11 Continuous state spaces

Author

Affiliation

Updated

March 3, 2026

In this section, we discuss various approximation schemes for continuous state spaces. For simplicity of exposition, we assume that the action spaces is finite.

To fix ideas, let’s consider a varation of the model considered in Exercise 5.4 where the state space is a subset of \(\reals\) rather than \(\integers\).

Example 11.1 (Internet of things) Assume that \(\ALPHABET S = [-B, B]\), \(\ALPHABET A = \{0, 1\}\) and the dynamics are given by \[ S_{t+1} = \begin{cases} [S_t + W_t]_{-B}^B, & \text{if }A_t = 0 \\ [W_t]_{-B}^B, & \text{if }A_t = 1 \end{cases} \] where \([x]_{-B}^B = \text{clip}(x,-B,B)\). We assume that \(\{W_t\}_{t \ge 1}\) is an i.i.d. process with known distribution \(F_W\). The per-step cost is given by \[ c(s,a) = \lambda a + (1-a)s^2. \] Find the policy that minimizes the expected total cost over a finite horizon.
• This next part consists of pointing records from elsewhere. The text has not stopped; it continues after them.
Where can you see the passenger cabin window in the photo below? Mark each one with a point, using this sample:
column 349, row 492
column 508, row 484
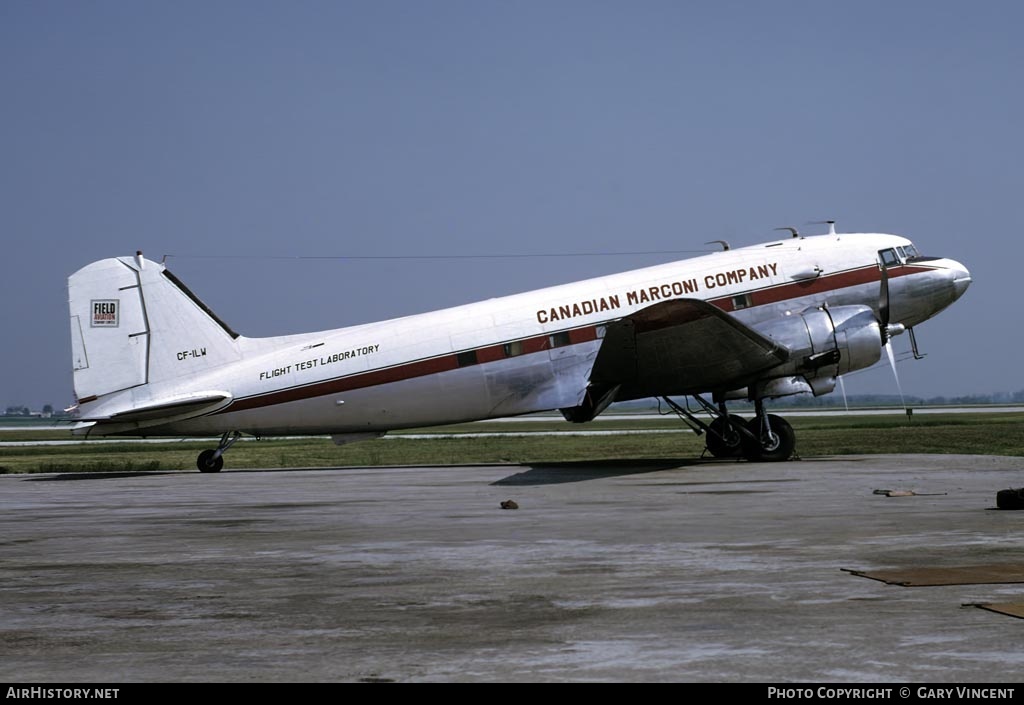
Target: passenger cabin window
column 741, row 301
column 559, row 339
column 512, row 348
column 889, row 257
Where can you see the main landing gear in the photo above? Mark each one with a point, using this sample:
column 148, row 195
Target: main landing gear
column 213, row 460
column 766, row 438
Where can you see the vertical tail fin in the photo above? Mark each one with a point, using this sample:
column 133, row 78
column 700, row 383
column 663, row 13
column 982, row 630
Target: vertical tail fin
column 133, row 323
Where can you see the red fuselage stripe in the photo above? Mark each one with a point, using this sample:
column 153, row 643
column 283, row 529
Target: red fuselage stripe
column 488, row 354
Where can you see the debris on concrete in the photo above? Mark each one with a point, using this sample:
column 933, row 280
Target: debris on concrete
column 1010, row 499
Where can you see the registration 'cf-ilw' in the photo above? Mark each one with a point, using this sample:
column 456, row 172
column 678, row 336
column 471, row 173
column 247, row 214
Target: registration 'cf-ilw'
column 755, row 323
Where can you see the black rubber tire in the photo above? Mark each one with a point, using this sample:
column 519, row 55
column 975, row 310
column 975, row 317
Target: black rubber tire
column 726, row 443
column 778, row 448
column 207, row 463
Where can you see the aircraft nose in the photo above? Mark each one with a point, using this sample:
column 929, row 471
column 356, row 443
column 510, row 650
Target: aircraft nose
column 962, row 278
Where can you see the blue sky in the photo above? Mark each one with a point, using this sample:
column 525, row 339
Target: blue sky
column 228, row 133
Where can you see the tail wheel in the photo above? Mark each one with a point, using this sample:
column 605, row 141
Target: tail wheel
column 208, row 463
column 726, row 440
column 777, row 444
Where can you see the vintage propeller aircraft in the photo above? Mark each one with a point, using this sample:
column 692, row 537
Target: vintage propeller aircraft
column 755, row 323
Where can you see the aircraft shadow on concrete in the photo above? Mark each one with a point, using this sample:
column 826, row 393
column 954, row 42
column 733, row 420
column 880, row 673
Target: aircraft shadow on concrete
column 61, row 477
column 582, row 470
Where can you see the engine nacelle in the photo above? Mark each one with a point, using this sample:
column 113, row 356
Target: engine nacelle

As usual, the dynamic program for Example 11.1 is given by \(V_{T+1}(s) = 0\) for all \(s \in \ALPHABET S\) and for \(T \in \{T, \dots, 1\}\), \[ V_{t}(s) = \min\biggl\{ s^2 + \int V_{t+1}([s + W]_{-B}^B) F_W(dW), λ + V_{t+1}([W]_{-B}^B) F_W(dW) \biggr\}, \quad \forall s \in \ALPHABET S \]
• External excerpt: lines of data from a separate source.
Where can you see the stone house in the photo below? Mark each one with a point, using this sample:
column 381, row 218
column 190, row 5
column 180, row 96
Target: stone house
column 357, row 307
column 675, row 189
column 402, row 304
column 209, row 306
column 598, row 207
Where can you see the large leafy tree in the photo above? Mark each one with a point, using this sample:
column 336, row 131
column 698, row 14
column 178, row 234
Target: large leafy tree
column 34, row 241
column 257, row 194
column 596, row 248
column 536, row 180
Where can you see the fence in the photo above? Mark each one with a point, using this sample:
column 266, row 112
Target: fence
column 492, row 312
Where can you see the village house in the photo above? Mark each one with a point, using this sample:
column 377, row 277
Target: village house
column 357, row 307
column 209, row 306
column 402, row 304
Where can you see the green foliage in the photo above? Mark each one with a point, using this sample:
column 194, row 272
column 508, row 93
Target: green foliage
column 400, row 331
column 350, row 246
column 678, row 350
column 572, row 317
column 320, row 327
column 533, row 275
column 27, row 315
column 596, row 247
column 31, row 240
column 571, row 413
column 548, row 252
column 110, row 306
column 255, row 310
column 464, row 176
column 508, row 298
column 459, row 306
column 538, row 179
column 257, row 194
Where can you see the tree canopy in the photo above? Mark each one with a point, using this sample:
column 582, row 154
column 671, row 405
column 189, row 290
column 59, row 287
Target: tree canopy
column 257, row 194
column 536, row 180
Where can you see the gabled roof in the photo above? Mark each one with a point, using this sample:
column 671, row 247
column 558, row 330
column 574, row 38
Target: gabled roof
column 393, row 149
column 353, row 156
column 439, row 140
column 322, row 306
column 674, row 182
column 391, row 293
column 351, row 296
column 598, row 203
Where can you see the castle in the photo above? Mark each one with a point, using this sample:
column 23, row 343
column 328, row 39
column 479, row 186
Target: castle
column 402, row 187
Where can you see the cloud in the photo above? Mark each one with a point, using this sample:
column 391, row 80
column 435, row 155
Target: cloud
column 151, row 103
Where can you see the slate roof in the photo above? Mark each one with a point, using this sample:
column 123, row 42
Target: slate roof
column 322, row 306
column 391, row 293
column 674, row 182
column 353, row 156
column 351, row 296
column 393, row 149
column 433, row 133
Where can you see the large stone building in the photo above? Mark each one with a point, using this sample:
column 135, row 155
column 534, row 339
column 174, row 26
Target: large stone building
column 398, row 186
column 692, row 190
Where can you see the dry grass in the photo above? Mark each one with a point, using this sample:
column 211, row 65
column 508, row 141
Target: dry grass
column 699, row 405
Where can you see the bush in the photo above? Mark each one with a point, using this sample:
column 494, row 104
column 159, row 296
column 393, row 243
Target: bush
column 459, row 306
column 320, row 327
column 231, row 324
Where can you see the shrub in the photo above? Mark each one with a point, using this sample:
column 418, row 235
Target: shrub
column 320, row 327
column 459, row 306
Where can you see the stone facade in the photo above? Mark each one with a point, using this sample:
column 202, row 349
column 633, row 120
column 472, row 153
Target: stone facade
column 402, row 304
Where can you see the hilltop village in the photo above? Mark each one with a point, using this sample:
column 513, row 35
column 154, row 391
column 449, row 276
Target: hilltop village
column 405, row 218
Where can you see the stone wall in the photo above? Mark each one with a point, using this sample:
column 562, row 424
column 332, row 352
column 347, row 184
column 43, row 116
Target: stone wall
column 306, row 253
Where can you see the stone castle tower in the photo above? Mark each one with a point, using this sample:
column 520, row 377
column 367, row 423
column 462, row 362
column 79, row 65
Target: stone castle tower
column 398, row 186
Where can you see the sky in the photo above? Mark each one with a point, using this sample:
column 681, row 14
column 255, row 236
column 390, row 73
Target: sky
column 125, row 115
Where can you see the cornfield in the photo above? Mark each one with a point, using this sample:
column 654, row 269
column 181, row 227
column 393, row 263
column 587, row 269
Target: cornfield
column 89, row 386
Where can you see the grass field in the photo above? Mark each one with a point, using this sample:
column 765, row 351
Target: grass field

Since the DP is continuous, it cannot be solved exactly (unless there exists a closed form solution, like in the optimal gambling. For numerical solution, we need some form of approximation that needs to tackle two conceptual difficulties:

Solve the DP recursion for all \(s \in \ALPHABET S\)
Compute the expectation with respect to a continuous random variable.

We will touch up on how to handle both these difficulties. But before that we start with the simplest approximation scheme.
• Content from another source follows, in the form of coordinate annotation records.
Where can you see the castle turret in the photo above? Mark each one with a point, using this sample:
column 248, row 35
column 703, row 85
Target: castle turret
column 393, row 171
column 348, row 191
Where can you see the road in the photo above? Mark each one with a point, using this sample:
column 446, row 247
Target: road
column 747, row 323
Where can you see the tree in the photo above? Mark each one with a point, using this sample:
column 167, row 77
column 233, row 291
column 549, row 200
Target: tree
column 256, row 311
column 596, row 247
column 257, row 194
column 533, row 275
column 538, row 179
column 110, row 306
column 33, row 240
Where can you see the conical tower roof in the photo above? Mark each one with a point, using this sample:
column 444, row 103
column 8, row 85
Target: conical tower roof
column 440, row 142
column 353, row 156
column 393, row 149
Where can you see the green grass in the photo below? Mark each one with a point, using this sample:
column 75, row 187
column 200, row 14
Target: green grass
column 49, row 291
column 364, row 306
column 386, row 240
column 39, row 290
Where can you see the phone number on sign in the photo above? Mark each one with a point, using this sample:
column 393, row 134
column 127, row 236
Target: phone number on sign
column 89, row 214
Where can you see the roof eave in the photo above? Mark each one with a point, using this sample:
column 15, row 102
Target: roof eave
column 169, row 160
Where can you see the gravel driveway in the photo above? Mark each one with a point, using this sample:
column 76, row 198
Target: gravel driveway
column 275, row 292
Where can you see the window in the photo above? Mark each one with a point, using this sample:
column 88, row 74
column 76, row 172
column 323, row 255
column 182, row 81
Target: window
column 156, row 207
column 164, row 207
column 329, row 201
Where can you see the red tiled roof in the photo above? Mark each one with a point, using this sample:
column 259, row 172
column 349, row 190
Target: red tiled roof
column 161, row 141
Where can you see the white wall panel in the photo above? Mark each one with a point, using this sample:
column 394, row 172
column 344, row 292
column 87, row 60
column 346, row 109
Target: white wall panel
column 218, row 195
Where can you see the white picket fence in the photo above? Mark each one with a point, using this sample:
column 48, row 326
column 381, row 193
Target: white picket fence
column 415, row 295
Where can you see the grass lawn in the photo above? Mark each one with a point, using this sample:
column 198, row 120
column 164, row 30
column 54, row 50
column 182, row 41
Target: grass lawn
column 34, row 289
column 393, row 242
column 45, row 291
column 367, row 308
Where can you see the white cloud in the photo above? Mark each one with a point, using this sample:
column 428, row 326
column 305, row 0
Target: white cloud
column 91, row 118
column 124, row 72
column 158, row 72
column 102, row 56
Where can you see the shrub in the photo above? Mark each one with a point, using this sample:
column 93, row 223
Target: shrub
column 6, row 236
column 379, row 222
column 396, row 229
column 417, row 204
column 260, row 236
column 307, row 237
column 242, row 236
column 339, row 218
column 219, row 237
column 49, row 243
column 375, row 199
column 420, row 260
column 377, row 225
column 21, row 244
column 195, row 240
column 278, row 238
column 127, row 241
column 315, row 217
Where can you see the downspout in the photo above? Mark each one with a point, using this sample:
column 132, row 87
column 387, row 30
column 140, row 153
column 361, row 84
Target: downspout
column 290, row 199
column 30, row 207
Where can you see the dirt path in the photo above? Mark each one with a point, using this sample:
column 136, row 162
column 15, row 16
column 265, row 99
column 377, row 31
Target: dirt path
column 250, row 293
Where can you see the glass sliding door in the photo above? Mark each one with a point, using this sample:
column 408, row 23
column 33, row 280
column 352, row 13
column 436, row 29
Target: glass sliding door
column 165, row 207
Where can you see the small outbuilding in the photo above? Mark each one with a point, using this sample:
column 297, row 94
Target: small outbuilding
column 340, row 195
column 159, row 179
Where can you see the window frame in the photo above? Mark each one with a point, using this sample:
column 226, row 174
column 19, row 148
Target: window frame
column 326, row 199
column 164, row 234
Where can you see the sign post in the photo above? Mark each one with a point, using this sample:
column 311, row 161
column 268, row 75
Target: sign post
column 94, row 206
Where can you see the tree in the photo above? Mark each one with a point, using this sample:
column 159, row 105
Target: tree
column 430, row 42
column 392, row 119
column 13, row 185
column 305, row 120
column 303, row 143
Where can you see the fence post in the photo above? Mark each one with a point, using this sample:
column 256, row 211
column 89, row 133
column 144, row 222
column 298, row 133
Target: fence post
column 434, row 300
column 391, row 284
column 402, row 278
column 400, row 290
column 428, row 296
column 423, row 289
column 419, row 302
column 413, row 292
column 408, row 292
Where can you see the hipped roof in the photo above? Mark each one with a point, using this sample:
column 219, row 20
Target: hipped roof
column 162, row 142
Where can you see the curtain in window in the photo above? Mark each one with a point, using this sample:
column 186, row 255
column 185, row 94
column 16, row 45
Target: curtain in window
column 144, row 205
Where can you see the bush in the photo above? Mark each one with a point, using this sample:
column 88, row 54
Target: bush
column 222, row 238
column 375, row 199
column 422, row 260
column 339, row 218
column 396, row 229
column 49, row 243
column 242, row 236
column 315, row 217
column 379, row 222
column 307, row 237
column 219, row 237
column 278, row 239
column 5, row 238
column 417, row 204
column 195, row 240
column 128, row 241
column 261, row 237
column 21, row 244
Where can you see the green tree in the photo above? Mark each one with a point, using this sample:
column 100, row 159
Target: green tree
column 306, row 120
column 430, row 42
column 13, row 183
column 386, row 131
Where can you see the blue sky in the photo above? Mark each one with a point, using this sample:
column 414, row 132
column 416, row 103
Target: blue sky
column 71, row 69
11.1 State discretization or quantization

In low dimensions, the simplest approximation scheme is state discretization or quantization: partition the state space \(\ALPHABET S\) into a partition \(\{\ALPHABET C_1, \dots, \ALPHABET C_n\}\) with \(n\) “cells”, where each cell \(\ALPHABET C_i\) is represented by a single element \(\hat s_i\). This gives a finite state space \(\hat {\ALPHABET S} \coloneqq \{ \hat s_1, \dots, \hat s_n \}\).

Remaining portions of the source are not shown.